Maitland put a finger to his lips, then crooked a finger, and Delgado leaned closer over the desk.

"No one here knows about this, Mr. McKinn, and I would very much like to keep it that way if you don't mind."

"I don't mind," said Delgado, mystified.

"You must realize that my . . . my relationship with Clarisse is . . . is a secret. Sterling was the only one who knew."

"I see. It might interest you to know that she will soon be a free person. Jacob Bledsoe has pledged to provide her with manumission papers."

Maitland stared at him, as though he had suddenly lost his ability to comprehend the English
language. "I . . . I think you must misconstrue me, sir."

"Perhaps I do."

"You see, our relationship is a clandestine one not because she is a bondwoman, but . . . but because I am . . . I am a married man."

"Ah," said Delgado. He didn't know what else to say.

Maitland folded his spectacles, stowed them away in a drawer, and got to his feet. "Please come with me, Mr. McKinn."

"Certainly."

Delgado followed him downstairs and out onto the crowded sidewalk. They started walking in the direction of the levee, where the smokestacks of dozens of riverboats resembled a forest of tree trunks in the city's haze. Now that he was away from the
Enquirer
, Maitland seemed much more relaxed.

"She's a wonderful woman, isn't she, Mr. McKinn?" He sighed.

"Clarisse? Why yes, I suppose she must be. I don't know her all that well, but . . ."

"She is very . . . very passionate. My . . . my wife is not. You might say Helen is just the opposite, if the truth be known."

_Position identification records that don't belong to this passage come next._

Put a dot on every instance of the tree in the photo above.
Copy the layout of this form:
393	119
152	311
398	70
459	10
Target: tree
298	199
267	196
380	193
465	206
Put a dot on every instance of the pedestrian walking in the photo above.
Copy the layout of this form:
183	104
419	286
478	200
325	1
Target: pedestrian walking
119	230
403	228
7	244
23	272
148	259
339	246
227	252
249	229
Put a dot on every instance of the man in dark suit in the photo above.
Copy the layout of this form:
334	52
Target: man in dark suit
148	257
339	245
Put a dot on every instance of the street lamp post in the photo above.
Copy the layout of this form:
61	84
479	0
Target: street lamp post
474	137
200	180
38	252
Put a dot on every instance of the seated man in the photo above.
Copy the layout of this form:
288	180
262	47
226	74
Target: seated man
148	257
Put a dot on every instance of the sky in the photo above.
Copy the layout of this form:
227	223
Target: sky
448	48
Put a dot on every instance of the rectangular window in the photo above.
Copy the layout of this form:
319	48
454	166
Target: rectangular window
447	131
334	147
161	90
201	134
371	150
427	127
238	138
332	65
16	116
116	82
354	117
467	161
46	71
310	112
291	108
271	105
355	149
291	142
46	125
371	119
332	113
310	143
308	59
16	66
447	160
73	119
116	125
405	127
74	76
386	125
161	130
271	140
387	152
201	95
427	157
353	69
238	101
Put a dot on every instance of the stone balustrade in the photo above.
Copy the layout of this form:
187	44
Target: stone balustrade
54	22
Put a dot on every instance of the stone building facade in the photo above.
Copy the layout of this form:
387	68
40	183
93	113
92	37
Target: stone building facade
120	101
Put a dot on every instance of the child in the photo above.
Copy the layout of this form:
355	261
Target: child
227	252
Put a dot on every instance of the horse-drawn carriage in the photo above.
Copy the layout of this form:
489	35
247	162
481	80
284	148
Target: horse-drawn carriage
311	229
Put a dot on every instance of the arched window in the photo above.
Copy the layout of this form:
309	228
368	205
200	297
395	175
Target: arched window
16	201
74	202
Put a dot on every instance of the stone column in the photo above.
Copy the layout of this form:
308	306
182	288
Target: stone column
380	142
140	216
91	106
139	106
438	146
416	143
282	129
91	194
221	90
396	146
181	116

"Ah," said Delgado again, suddenly wishing he was elsewhere. He wondered what Clarisse could possibly see in this nervous beanpole of a man. She was an exotic and attractive woman in her own right, and she could have had her pick of men—especially if she was content to play the role of mistress. He wondered, too, why Maitland was confiding in him, a total stranger. Perhaps because he had no one else to talk to.

"If it ever got out that I, that we . . ." Maitland
shuddered, and it wasn't the cold January wind that made him do so. "It's not that she is a Negress. No, not at all."

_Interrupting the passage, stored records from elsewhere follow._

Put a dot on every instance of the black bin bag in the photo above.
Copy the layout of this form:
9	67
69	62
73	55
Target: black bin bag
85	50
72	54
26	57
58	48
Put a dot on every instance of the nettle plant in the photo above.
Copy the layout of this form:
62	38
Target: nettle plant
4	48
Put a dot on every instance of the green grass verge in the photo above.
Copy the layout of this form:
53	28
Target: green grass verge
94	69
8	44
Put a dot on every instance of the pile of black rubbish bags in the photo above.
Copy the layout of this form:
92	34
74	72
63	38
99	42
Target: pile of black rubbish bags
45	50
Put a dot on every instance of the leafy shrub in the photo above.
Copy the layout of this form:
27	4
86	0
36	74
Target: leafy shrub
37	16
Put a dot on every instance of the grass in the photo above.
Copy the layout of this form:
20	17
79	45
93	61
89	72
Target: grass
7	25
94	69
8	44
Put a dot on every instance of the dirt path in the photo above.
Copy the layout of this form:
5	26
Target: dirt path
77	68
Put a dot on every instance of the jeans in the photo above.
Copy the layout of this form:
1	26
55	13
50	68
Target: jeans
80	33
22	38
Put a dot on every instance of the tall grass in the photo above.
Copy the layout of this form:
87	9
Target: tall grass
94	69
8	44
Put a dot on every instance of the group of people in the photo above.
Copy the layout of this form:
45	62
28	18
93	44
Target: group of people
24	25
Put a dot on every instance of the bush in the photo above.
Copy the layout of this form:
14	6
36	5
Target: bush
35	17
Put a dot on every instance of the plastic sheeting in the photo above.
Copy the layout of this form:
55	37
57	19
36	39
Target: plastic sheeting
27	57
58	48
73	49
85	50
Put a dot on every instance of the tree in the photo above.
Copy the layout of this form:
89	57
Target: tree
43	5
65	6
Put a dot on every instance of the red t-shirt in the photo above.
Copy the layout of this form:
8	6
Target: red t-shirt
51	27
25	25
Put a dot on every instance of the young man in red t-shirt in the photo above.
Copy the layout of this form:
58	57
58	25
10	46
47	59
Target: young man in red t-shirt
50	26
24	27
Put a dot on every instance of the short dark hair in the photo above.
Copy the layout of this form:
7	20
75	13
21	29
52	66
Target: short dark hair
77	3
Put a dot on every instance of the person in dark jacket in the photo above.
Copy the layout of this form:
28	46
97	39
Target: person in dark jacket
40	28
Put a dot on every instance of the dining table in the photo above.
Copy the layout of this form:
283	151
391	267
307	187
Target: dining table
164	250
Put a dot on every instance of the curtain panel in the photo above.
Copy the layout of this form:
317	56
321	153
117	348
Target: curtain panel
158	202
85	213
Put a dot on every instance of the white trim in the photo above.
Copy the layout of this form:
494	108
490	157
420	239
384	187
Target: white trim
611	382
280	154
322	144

Maitland's tone of voice convinced Delgado that the man was lying; Clarisse's race was at least part of the problem. In this place, and in this day and age, Maitland would be ostracized if it became known that he had a black mistress. He might have gotten away with it in New Orleans, but then the Crescent City was very cosmopolitan.

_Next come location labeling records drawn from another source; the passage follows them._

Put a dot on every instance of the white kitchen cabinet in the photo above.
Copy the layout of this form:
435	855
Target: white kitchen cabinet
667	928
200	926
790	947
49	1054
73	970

Maitland came to an abrupt halt and clutched Delgado's arm. "I . . . I love her, you know. Have no doubt of that." He blushed and looked away. "The fact that Mr. Bledsoe intends to free her is not good news, actually. No, not good news by any means. She might decide to leave St. Louis now. She might go north. Dear God, I could lose her. I . . . I know it's terribly selfish of me to think that way, but . . . but I'd just as soon she remained a slave. I mean, it's not as though Mr. Bledsoe mistreats her."